Хотя за его картины его прозвали "крестьянином Брейгелем", он был культурным человеком, читал Гомера, Вергилия, Горация, Овидия, Рабле, возможно, Эразма.13 Карел Мандер, голландский Вазари, описывал его как "спокойного и уравновешенного, мало говорящего, но забавного в компании, с удовольствием наводящего ужас на людей .... рассказами о призраках и баньши";14 Отсюда, возможно, и другой его прозвище, "Тролль Брейгель". Его чувство юмора склонялось к сатире, но он умерял его сочувствием. На современной гравюре он изображен сильно заросшим бородой, с лицом, на котором запечатлены черты серьезного раздумья.15 Временами он вслед за Босхом воспринимал жизнь как беспечную спешку большинства душ в ад. В "Дулле Грит" он изобразил ад так же отвратительно и путано, как и сам Босх; а в "Триумфе смерти" он представлял смерть не как естественный сон измученных форм, а как жуткое отсечение конечностей и жизни - скелеты, на которые нападают короли, кардиналы, рыцари и крестьяне со стрелами, топорами, камнями и косами - преступники, обезглавленные, повешенные или привязанные к колесу - черепа и трупы, едущие в телеге; вот еще один вариант этого: "Пляска смерти", промелькнувшая в искусстве этого мрачного века.
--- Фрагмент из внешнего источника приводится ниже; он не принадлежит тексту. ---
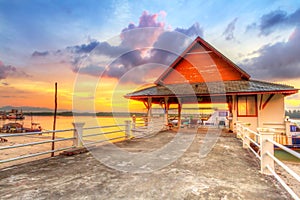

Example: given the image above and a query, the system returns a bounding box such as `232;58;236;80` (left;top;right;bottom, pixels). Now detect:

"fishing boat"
6;109;25;120
1;122;42;133
290;123;300;148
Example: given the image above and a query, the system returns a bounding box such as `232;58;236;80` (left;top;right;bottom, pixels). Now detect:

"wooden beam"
262;94;274;109
259;94;264;110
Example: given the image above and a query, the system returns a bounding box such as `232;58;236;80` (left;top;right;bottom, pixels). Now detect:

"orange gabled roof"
155;36;250;84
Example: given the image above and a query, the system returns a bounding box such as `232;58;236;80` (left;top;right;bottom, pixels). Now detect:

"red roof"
155;37;250;85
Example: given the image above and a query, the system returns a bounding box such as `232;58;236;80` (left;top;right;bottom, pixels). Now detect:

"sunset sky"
0;0;300;112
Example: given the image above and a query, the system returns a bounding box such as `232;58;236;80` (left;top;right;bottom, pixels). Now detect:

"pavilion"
125;37;298;134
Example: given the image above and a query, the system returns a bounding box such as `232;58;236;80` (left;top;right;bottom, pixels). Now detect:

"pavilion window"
238;95;257;117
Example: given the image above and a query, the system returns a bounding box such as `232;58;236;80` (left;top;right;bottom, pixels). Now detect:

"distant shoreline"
23;111;145;117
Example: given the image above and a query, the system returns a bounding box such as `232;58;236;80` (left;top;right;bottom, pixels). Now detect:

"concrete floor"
0;129;290;200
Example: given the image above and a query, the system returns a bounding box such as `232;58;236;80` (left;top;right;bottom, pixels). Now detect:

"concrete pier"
0;129;290;200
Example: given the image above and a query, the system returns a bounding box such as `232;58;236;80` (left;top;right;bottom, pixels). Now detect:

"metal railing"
0;129;75;163
236;122;300;199
0;120;166;164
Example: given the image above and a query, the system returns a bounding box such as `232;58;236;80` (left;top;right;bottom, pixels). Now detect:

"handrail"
84;136;125;146
268;140;300;159
266;165;299;199
83;124;126;130
0;146;75;163
266;152;300;182
241;143;261;160
237;123;300;199
0;137;75;150
245;135;260;148
246;128;260;137
0;128;75;137
82;130;124;137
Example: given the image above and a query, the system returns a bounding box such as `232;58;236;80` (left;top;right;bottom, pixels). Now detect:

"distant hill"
0;106;53;112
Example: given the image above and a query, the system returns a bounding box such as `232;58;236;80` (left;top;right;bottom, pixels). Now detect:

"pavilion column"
164;97;170;125
177;99;182;128
147;97;152;122
232;95;238;133
227;96;233;132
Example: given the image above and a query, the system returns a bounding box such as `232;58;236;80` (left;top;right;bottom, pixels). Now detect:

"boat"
6;109;25;120
290;123;300;148
0;111;7;120
1;122;42;133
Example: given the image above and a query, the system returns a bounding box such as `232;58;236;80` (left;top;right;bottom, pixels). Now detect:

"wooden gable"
155;37;250;84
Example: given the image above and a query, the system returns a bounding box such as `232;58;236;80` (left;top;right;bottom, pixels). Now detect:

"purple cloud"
241;28;300;80
222;17;238;40
0;60;29;79
175;23;204;37
247;8;300;36
32;11;204;83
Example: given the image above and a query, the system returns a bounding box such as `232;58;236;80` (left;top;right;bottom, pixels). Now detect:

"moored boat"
1;122;42;133
6;109;25;120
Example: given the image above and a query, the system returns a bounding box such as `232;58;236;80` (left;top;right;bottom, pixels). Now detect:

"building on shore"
125;37;298;145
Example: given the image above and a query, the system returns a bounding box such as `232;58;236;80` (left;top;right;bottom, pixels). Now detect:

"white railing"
236;122;300;199
131;119;166;138
0;129;75;163
0;120;163;164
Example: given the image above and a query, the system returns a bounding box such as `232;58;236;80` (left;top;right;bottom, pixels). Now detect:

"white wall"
232;94;285;131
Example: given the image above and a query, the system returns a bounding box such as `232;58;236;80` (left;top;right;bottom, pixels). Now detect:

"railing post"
285;118;293;145
257;128;275;175
125;120;131;139
72;122;85;147
242;127;250;149
132;115;136;129
233;121;241;138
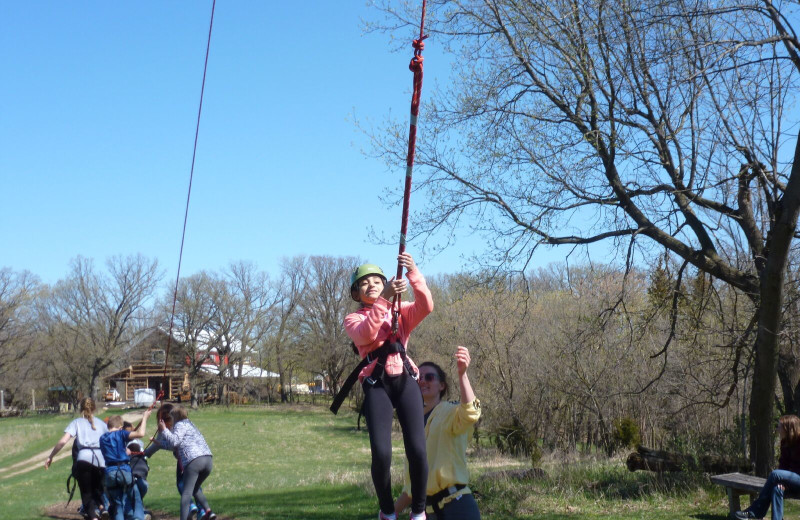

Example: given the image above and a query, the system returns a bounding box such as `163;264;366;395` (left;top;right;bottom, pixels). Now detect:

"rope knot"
411;34;428;56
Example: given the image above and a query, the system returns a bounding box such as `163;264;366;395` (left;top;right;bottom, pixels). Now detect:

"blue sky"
0;0;567;282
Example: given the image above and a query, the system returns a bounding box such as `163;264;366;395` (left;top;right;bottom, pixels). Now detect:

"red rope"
392;0;428;334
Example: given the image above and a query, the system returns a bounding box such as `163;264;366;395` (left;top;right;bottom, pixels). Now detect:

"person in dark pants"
158;406;217;520
44;397;108;520
344;253;433;520
395;347;481;520
734;415;800;520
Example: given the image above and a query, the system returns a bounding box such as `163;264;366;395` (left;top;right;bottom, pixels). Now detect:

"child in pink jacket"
344;253;433;520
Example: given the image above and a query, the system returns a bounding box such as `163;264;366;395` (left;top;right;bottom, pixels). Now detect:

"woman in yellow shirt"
395;347;481;520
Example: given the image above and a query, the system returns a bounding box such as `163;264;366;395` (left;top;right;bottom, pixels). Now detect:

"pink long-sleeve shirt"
344;269;433;381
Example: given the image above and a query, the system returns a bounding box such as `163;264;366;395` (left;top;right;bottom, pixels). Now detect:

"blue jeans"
747;469;800;520
103;467;133;520
125;477;150;520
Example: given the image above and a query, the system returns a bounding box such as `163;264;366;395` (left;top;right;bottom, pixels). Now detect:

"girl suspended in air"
344;253;433;520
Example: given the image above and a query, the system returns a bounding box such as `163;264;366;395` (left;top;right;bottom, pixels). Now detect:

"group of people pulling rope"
45;0;480;520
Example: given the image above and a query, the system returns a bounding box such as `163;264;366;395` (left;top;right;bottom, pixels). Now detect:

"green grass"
0;406;800;520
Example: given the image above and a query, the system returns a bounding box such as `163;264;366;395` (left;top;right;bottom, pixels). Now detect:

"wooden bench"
711;473;800;518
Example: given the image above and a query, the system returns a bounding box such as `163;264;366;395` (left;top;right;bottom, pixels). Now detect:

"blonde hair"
170;405;189;423
108;415;125;430
79;397;97;430
778;415;800;447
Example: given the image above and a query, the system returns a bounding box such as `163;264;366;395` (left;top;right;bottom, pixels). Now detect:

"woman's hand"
455;346;475;404
455;347;470;376
397;251;417;272
381;277;408;300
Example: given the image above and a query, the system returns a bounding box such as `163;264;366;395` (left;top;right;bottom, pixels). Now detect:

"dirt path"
0;411;142;480
42;504;181;520
42;502;236;520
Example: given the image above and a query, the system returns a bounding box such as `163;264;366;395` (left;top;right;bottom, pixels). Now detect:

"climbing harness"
330;340;414;414
330;0;428;414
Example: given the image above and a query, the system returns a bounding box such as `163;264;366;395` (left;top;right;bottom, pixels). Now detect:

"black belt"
330;341;417;414
425;484;467;518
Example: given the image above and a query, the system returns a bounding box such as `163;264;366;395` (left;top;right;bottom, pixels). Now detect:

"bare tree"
39;255;159;398
299;256;358;394
0;268;42;403
0;268;39;375
226;262;278;378
265;256;307;403
164;271;216;406
378;0;800;474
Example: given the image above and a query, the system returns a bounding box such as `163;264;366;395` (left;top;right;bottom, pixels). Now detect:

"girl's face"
357;274;383;305
419;366;445;406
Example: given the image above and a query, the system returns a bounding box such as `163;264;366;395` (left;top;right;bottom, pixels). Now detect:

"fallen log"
625;446;752;473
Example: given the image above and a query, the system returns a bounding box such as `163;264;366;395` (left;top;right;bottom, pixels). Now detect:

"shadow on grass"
152;486;378;520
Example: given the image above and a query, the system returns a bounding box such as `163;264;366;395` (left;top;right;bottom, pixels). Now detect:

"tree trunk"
625;446;751;473
750;130;800;477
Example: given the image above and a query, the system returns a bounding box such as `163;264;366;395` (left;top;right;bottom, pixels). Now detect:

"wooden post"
727;488;742;518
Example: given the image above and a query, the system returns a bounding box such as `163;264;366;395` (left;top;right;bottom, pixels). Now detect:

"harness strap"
67;473;78;505
425;484;467;518
330;340;419;415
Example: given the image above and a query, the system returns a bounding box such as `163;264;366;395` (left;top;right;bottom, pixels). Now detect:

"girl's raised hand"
455;346;470;376
397;251;417;272
381;277;408;300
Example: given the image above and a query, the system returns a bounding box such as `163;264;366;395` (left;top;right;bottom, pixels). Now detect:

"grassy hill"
0;406;776;520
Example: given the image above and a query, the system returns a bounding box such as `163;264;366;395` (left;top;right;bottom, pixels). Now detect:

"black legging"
362;373;428;515
181;455;214;520
75;460;103;518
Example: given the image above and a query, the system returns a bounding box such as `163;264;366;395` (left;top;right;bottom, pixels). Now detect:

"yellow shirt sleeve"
403;399;481;495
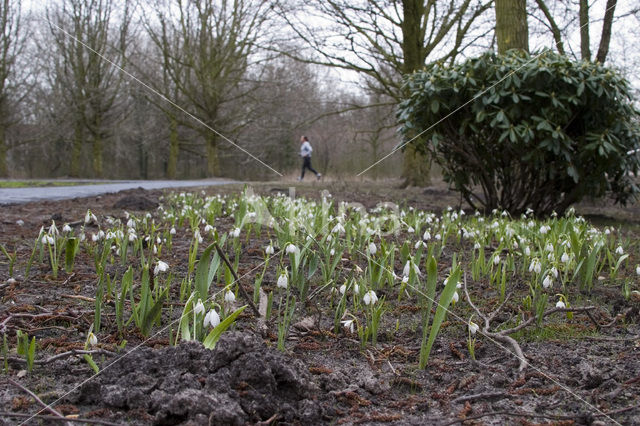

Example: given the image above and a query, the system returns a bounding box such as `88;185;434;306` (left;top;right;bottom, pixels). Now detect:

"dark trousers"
300;157;318;179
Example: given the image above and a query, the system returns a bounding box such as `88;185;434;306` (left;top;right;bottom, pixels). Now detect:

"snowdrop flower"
340;319;354;333
529;258;542;274
193;299;204;315
362;290;378;305
368;241;378;256
285;243;298;254
224;290;236;304
402;260;411;277
153;260;169;275
469;321;480;336
276;272;288;293
203;309;220;328
87;333;98;346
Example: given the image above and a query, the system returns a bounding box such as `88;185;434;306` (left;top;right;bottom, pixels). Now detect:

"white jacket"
300;141;313;157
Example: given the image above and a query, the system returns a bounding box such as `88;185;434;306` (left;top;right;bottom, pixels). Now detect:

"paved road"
0;179;237;204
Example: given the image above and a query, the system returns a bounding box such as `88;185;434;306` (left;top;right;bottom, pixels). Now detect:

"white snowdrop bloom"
340;319;354;333
362;290;378;305
153;260;169;275
529;258;542;274
193;299;204;315
276;272;289;288
203;309;220;328
469;321;480;336
87;333;98;346
331;222;345;234
402;260;411;277
369;241;378;256
285;243;298;254
224;290;236;303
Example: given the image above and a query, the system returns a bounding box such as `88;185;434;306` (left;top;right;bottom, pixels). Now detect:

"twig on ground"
214;241;260;318
464;274;597;371
7;349;115;365
7;378;65;419
0;411;120;426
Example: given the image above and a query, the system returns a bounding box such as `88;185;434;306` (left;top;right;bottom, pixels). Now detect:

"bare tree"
43;0;132;177
0;0;27;176
146;0;270;176
280;0;492;185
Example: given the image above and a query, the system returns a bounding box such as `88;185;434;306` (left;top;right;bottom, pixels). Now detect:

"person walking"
298;136;322;180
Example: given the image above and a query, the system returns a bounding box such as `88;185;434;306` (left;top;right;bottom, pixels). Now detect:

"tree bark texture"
495;0;529;54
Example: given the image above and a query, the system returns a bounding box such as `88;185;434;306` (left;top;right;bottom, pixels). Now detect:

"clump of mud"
72;333;323;425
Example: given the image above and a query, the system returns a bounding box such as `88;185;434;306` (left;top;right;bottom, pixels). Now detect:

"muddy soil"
0;182;640;425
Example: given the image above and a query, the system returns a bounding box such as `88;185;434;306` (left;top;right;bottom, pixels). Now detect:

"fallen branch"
0;411;120;426
213;241;260;318
7;349;115;365
464;274;597;371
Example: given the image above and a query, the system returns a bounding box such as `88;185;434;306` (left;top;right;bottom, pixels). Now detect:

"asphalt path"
0;179;238;204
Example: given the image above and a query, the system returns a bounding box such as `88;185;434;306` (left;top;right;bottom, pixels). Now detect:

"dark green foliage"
398;51;640;215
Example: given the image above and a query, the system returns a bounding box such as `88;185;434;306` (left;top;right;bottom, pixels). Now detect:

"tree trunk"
167;116;180;179
69;121;84;178
93;135;104;178
0;126;9;177
207;133;220;177
579;0;591;61
596;0;617;64
495;0;529;54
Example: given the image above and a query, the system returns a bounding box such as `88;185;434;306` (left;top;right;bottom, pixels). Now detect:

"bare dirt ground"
0;182;640;425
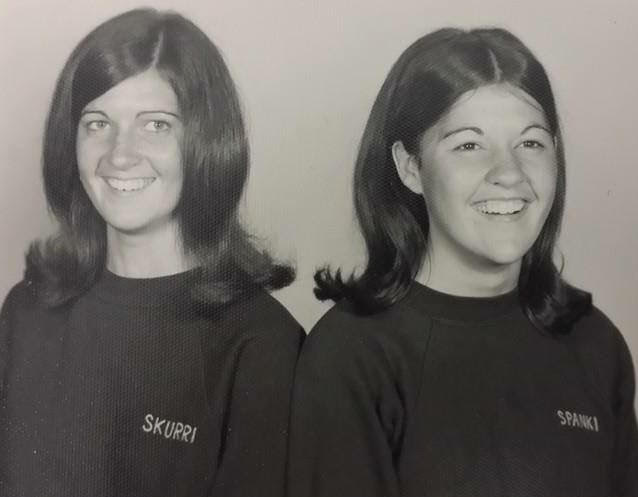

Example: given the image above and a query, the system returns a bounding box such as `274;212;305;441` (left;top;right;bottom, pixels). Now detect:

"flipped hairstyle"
315;28;591;334
25;9;294;307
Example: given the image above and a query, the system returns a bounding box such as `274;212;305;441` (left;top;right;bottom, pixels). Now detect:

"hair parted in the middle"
26;9;294;306
315;28;591;333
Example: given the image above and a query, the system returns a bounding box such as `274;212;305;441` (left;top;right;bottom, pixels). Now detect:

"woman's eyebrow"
521;123;552;136
442;126;484;140
137;109;181;119
80;109;109;118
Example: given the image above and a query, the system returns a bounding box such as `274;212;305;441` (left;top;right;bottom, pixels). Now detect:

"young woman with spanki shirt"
289;29;638;497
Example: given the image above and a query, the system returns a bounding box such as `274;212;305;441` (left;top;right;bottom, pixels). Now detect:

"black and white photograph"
0;0;638;497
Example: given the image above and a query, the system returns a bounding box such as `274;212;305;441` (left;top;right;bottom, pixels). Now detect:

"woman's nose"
109;130;140;169
486;152;527;188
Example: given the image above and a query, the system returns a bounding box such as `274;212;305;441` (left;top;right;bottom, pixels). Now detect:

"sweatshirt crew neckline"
89;269;196;307
407;281;520;323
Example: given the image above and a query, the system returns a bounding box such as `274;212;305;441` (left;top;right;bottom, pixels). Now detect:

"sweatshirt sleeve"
613;333;638;497
288;314;401;497
0;283;24;392
210;323;305;497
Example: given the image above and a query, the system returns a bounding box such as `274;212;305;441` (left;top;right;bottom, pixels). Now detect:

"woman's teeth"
474;199;525;215
105;178;155;192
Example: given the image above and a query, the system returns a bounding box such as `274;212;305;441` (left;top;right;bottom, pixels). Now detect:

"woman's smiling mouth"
104;176;155;192
472;198;529;220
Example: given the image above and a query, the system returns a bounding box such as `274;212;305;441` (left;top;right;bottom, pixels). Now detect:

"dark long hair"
315;28;591;333
25;9;294;306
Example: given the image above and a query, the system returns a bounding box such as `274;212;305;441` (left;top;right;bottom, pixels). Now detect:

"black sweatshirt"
0;272;304;497
288;283;638;497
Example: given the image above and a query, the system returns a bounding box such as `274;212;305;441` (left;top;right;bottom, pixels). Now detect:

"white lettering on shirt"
142;414;197;444
556;409;599;432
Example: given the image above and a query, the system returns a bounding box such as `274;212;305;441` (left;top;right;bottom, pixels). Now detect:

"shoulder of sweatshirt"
221;288;306;347
2;280;37;319
563;300;634;398
300;299;433;375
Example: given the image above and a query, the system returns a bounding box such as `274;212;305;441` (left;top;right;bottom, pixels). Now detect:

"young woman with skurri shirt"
0;9;303;497
288;29;638;497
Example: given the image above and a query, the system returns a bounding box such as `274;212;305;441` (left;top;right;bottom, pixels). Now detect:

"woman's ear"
392;141;423;195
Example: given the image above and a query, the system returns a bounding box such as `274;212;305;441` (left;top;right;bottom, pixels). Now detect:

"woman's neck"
106;227;193;278
415;243;521;297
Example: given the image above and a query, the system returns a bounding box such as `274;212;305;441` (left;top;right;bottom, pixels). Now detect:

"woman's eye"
85;119;109;131
144;119;171;133
454;142;481;152
521;140;545;148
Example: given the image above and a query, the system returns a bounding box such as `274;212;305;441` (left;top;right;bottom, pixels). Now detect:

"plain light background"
0;0;638;406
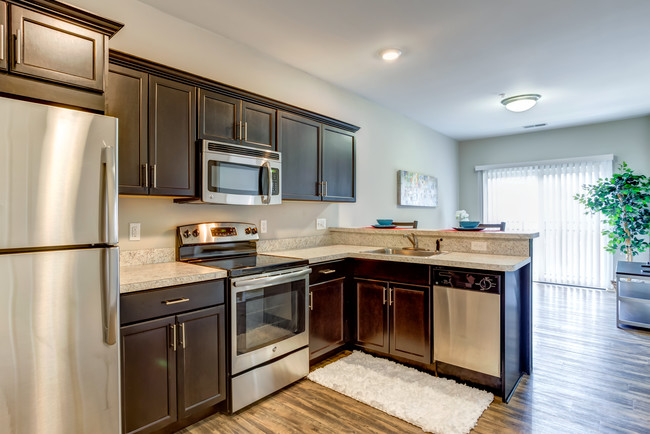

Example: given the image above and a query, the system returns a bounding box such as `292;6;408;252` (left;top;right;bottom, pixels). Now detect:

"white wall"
69;0;458;250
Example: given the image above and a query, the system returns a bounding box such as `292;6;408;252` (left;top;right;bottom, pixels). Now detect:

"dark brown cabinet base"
121;281;227;433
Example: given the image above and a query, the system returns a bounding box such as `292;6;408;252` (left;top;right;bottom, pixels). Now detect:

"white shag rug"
307;351;494;434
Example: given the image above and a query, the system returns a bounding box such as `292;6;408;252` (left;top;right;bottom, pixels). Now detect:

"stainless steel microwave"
201;140;282;205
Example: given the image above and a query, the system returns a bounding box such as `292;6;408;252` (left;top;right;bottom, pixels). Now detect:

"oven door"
230;267;310;375
201;152;282;205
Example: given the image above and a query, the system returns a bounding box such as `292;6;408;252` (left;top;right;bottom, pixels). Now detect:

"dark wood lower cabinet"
177;305;226;418
355;279;431;363
309;277;345;359
121;316;177;433
121;282;227;434
355;279;389;353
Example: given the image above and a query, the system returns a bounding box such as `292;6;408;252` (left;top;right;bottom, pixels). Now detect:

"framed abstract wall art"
397;170;438;207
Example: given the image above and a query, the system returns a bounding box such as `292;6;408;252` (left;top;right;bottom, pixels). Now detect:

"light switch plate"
129;223;140;241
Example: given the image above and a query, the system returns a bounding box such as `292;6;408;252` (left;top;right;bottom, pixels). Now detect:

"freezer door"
0;98;117;251
0;248;120;434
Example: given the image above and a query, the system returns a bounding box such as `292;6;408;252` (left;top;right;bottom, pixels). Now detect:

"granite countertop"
120;262;227;294
268;245;530;271
328;227;539;240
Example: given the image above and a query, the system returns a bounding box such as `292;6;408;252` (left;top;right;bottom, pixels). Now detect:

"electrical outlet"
129;223;140;241
472;241;487;252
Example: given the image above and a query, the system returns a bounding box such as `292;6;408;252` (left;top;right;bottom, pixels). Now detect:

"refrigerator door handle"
101;247;120;345
102;146;118;244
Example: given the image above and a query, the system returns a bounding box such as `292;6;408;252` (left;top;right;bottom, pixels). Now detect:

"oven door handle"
232;268;311;289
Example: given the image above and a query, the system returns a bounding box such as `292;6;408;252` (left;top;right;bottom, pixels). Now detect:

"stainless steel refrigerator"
0;98;120;434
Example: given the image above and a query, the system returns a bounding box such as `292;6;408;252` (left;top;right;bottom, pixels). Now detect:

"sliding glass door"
477;157;613;288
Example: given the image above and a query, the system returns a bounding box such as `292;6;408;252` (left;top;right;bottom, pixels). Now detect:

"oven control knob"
478;277;494;291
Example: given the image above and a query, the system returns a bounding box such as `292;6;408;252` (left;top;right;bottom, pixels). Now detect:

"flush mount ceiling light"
501;93;542;112
379;48;402;62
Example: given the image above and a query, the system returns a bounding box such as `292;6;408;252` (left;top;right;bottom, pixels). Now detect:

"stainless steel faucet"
404;233;418;250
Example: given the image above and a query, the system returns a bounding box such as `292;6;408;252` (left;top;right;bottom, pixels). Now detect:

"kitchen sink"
366;247;442;256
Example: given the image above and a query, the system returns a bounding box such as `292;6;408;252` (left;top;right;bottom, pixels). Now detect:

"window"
476;155;613;288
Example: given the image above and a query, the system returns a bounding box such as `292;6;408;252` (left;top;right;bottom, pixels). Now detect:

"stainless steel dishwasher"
433;269;501;377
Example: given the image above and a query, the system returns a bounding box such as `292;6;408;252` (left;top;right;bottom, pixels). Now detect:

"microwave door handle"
262;161;273;205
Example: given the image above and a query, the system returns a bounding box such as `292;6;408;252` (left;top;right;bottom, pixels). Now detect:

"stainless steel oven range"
177;223;310;412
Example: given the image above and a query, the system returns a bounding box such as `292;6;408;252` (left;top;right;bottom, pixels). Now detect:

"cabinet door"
278;113;321;200
355;279;389;353
177;305;226;418
11;5;107;91
389;283;431;363
121;317;177;433
199;89;243;143
320;126;356;202
241;101;277;151
309;278;345;359
149;75;196;197
105;65;149;194
0;1;9;71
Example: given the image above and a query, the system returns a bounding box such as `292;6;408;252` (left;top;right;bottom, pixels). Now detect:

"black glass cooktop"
194;255;309;277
Религиозные картины Брейгеля продолжают серьезное настроение. В них нет ни величия, ни легкого изящества итальянских картин; они просто переосмысливают библейский сюжет в терминах фламандского климата, физиономий и одежды. В них редко проявляется религиозное чувство; большинство из них - оправдание для рисования толпы. Даже лица на них не выражают никаких чувств; люди, которые толкаются друг с другом, чтобы увидеть, как Христос несет свой крест, кажется, не обращают внимания на Его страдания, а лишь стремятся получить хороший вид. Некоторые картины представляют собой библейские притчи, как, например, "Сеятель"; другие, вслед за Босхом, берут за основу притчи. В "Слепых, ведущих слепых" показана череда тупоглазых крестьян, жестоко уродливых, следующих друг за другом в канаву; а "Нидерландские пословицы" иллюстрируют на одной огромной картине около сотни старых пил, включая некоторые из них с раблезианским ароматом.
Основной интерес Брейгеля вызывали крестьянские толпы, а также пейзажи, освещающие своей безразличной благотворностью или злотворностью тщетную, простительную деятельность людей. Возможно, он считал, что в толпе безопасно; там не нужно индивидуализировать лица или моделировать плоть. Он отказывался изображать людей, позирующих для искусства или истории; он предпочитал показывать мужчин, женщин и детей, идущих, бегущих, прыгающих, танцующих, играющих в игры, во всем многообразии оживления и естественности жизни. Он вспоминал сцены своего детства и с удовольствием созерцал, присоединялся к веселью и пиршествам, музыке и спариванию крестьян. Несколько раз они с другом переодевались в крестьян, посещали деревенские ярмарки и свадьбы и, притворяясь родственниками, приносили подарки жениху и невесте.16 Несомненно, во время таких вылазок Питер брал с собой этюдник, ведь среди сохранившихся рисунков много деревенских фигур и событий. У него не было ни вкуса, ни заказов от аристократов, которых так выгодно изображали Мор и Тициан; он рисовал только простых людей, и даже его собаки были дворняжками, которых можно было встретить в любом городском переулке или сельской хижине. Он знал горькую сторону крестьянской жизни и иногда представлял ее как многоликую путаницу дураков. Но он любил рисовать игры деревенских детей, танцы их старших, буйство их свадеб. В "Земле Кокейна" крестьяне, измученные трудом, любовью или выпивкой, растянулись на траве, мечтая об Утопии. Именно крестьянин, кажется, говорит Брейгель, знает, как играть и спать, а также как работать, спариваться и умирать.
Против смерти он видел только одно утешение: она - неотъемлемая часть той Природы, которую он принял во всех ее формах красоты и ужаса, роста, упадка и обновления. Пейзаж искупает человека; нелепость части прощается величием целого. До этого - за исключением Альтдорфера - пейзажи писались как фон и придаток к человеческим фигурам и событиям: Брейгель сделал сам пейзаж картиной, а людей на нем - просто происшествиями. В "Падении Икара" небо, океан, горы и солнце поглотили все внимание художника и участников картины; Икар на двух незаметных ногах нелепо погружается в море; а в "Буре" человек едва заметен, потерян и беспомощен в войне и силе стихий.